Travelling the world and getting paid to play music! Being on tour with STOMP is absolutely incredible. Over the four years that I was full-time with the company we performed in nearly every country in Europe, UAE, Kuwait, Indonesia, India, Russia, China, The Philippines, Brazil, Chili and Australia. It’s an absolute privilege to be able to meet people in different corners of the world, experience new cultures and play music every night in beautiful theatres with my friends. On the other hand, it’s difficult to maintain relationships with family, friends and partners when you’re always away. You inevitably end up missing special occasions and with a change in time-zones it’s often hard to keep on top of your life back home. You’re constantly living out of a suitcase (you get very good at packing!) and often only socialising with your cast mates for weeks or even months. That aside, I’d say definitely give touring a go if it’s ever an option for you, I have so many incredible memories of cities I’ve been fortunate to perform in and made so many new friends along the way.
You have performed with many ensembles, artists and have also played on multiple records and sessions. What do you enjoy about the ‘portfolio career’ of a percussionist?
After four years touring full-time with STOMP I was ready for a change and to work on some new projects. With my experience of movement and being on-stage it seemed like a natural progression to keep doing on-stage musician work alongside some classical and pop projects. Since then I’ve worked with The Lost & Found Orchestra, Bangers & Crash Percussion Ensemble, Irish National Opera, London Contemporary Orchestra and Joss Arnott Dance Company. The best thing about a 'portfolio career' is never having two days the same and being able to work with so many talented people. Last Autumn I had the craziest 10 days ever jumping between projects. I started in Ireland, had 3 days of intense rehearsals for a percussion trio chamber music tour. Then flew back to England to play at an Arts Festival, I was playing boom whackers on top of a 3.5metre steel wheel made by Rolls Royse! Then I popped over to Saudi Arabia to play timpani for the live score performance of a movie and back to Ireland to start the percussion trio tour!
Are there any challenges?
Making sure you have the right balance of work and home life. When you’re constantly creating your own schedule as a freelancer and trying to make sure you’re always busy, sometimes you forget to put aside holidays and days off. This is obviously a pre Covid-19 problem! I’m definitely ready to be working flat out again now!
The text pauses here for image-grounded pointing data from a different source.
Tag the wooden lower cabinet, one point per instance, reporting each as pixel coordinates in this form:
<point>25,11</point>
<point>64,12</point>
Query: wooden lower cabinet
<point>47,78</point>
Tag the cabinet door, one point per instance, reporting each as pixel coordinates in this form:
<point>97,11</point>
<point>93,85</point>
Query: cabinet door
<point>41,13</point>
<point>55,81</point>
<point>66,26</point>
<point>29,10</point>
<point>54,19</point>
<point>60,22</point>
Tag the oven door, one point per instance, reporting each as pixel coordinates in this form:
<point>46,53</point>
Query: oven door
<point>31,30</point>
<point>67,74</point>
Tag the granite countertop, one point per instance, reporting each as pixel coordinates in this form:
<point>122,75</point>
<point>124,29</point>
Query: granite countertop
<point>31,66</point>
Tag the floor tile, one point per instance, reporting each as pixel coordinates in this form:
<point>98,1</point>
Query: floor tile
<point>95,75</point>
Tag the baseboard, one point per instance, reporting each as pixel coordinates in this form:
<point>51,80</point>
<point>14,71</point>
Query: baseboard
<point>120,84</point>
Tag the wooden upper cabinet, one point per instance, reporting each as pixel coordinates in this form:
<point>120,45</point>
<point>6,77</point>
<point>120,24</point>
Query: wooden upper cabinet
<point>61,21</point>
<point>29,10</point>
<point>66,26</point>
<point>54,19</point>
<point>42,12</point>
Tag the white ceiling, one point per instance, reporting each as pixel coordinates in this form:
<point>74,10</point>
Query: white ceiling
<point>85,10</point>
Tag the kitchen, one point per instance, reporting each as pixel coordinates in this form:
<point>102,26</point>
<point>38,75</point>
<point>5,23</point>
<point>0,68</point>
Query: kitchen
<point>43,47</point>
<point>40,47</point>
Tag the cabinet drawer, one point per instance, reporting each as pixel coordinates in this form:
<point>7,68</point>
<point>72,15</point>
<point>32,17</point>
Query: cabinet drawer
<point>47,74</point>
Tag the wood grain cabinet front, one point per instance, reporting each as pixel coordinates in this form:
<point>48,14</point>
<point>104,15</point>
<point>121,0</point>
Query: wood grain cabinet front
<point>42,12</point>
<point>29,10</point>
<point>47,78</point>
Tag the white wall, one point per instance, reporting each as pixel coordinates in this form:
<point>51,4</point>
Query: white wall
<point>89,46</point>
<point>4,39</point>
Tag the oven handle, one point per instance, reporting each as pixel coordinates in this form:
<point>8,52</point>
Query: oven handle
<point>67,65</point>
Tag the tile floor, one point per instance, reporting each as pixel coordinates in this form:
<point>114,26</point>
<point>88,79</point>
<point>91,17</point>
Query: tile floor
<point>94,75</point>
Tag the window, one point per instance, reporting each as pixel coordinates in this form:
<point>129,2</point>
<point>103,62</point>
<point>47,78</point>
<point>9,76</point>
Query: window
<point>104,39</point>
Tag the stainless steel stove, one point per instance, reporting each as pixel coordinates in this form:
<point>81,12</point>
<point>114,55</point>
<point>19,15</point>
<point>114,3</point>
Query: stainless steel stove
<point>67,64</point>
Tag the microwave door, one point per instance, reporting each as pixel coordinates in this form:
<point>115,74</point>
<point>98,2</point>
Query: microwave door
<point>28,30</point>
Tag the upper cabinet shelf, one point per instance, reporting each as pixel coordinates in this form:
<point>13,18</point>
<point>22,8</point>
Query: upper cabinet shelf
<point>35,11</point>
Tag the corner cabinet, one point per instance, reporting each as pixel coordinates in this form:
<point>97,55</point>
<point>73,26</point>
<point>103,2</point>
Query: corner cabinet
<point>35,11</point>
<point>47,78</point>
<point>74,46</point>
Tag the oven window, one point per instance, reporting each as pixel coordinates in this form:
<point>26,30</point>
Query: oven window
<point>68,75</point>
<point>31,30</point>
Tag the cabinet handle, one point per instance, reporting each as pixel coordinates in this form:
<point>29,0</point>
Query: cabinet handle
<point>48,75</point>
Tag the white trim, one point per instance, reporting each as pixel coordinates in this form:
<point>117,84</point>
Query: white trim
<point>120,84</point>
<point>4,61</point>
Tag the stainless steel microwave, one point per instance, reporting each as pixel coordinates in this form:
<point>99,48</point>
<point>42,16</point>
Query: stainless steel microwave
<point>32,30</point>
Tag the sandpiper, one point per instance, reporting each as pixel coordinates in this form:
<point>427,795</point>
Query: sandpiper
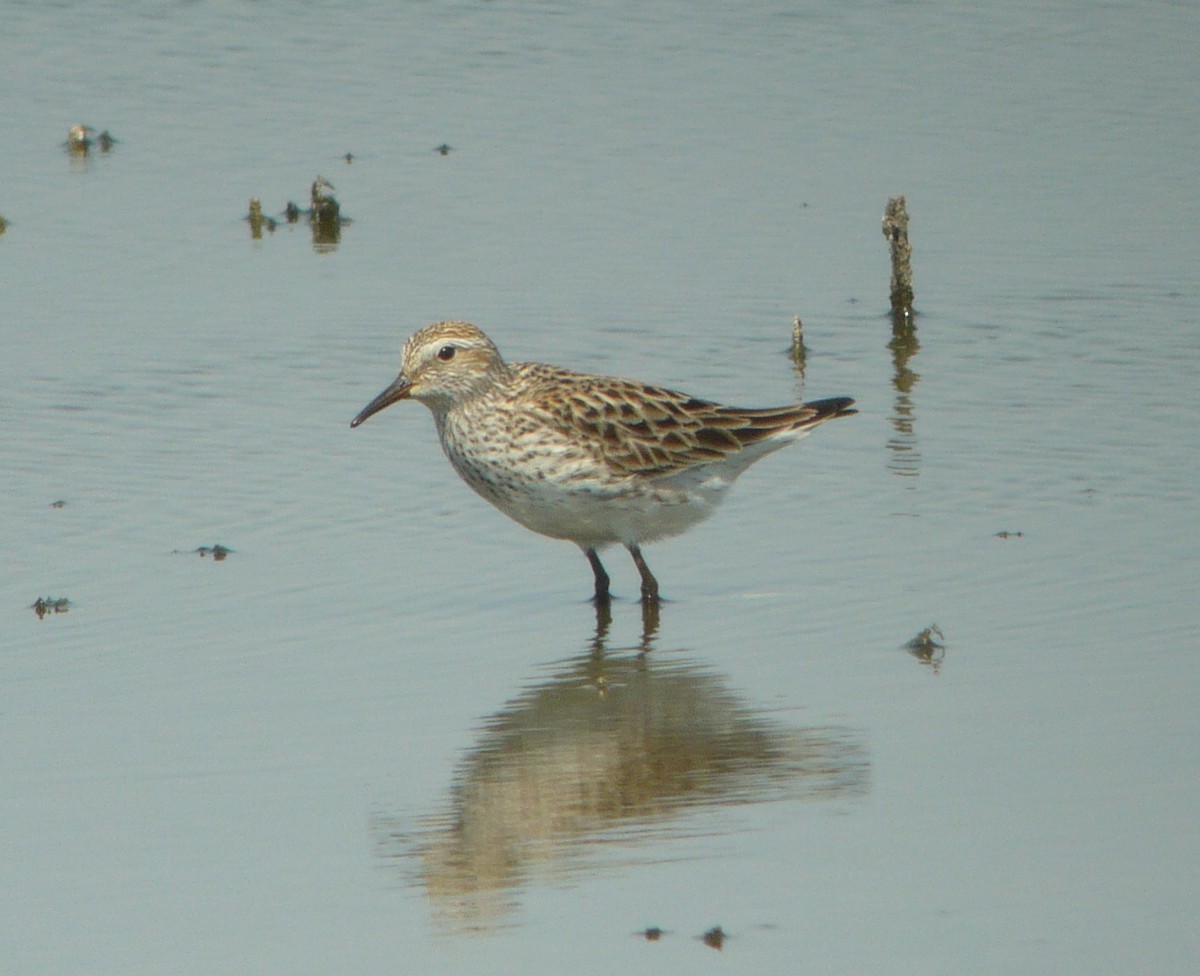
<point>591,459</point>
When and why did you start teaching?
I started teaching before I went to music college and taught the whole way through college. I was able to deliver workshops whilst on tour with STOMP and that was really special. In Brazil my colleagues and I got the opportunity to teach some workshops in favelas and I think that will always be one of the most memorable teaching experiences for me. These kids had Pandeiro chops that I dream about having! They taught us their music and we taught them a little bit of the show. Neither of us spoke each-others language but we both managed to learn a whole routine and perform it in a few hours! At the moment I tend to do more group teaching through outreach work with projects that I’m involved in, but I also love working one on one with students.
Does teaching help your performing career?
Absolutely. I love having to break every rhythm down and think of how to explain something in different ways because a student doesn’t understand the way I explained it the first time. Or maybe they feel it completely differently to the way I do, either way these things will only expand my musical library. I love having to come up with new ideas on the spot and being able to share my knowledge and love of music onto others.
What is your career highlight so far?
Oh that’s a tough one! Opening Adelaide International Festival 2018 with The Lost & Found Orchestra to 15,000 people and being on the same bill as Grace Jones was a big one. Playing outside in the old ruins of the Royal Opera House in Malta with STOMP was also pretty good. It was 27 degrees and there’s a moment in the show when we’re all hanging on harnesses ready to kick into a huge groove but just before we do it’s completely silent for about 10 seconds. I just lay back hanging on the harness gazing straight up at the stars and thinking how lucky I was to be doing what I loved, it was amazing.
What is the best thing about being a musician?
Getting paid to do something you love, performing with incredibly talented people and constantly pushing yourself to be better.
What would your 'Top Three Tips' be for a young percussionist thinking about a career in music?
1. Practice - make friends with a metronome for life right now!
2. Do some Body Percussion - it’ll make a huge difference to your independence and your overall feel for any music that’ll you’ll play in the future.
3. Just be a nice genuine person - most people get work in the industry through word of mouth. You could be the best up and coming percussionist out there but no-one will want to work with you if you’re not a nice person.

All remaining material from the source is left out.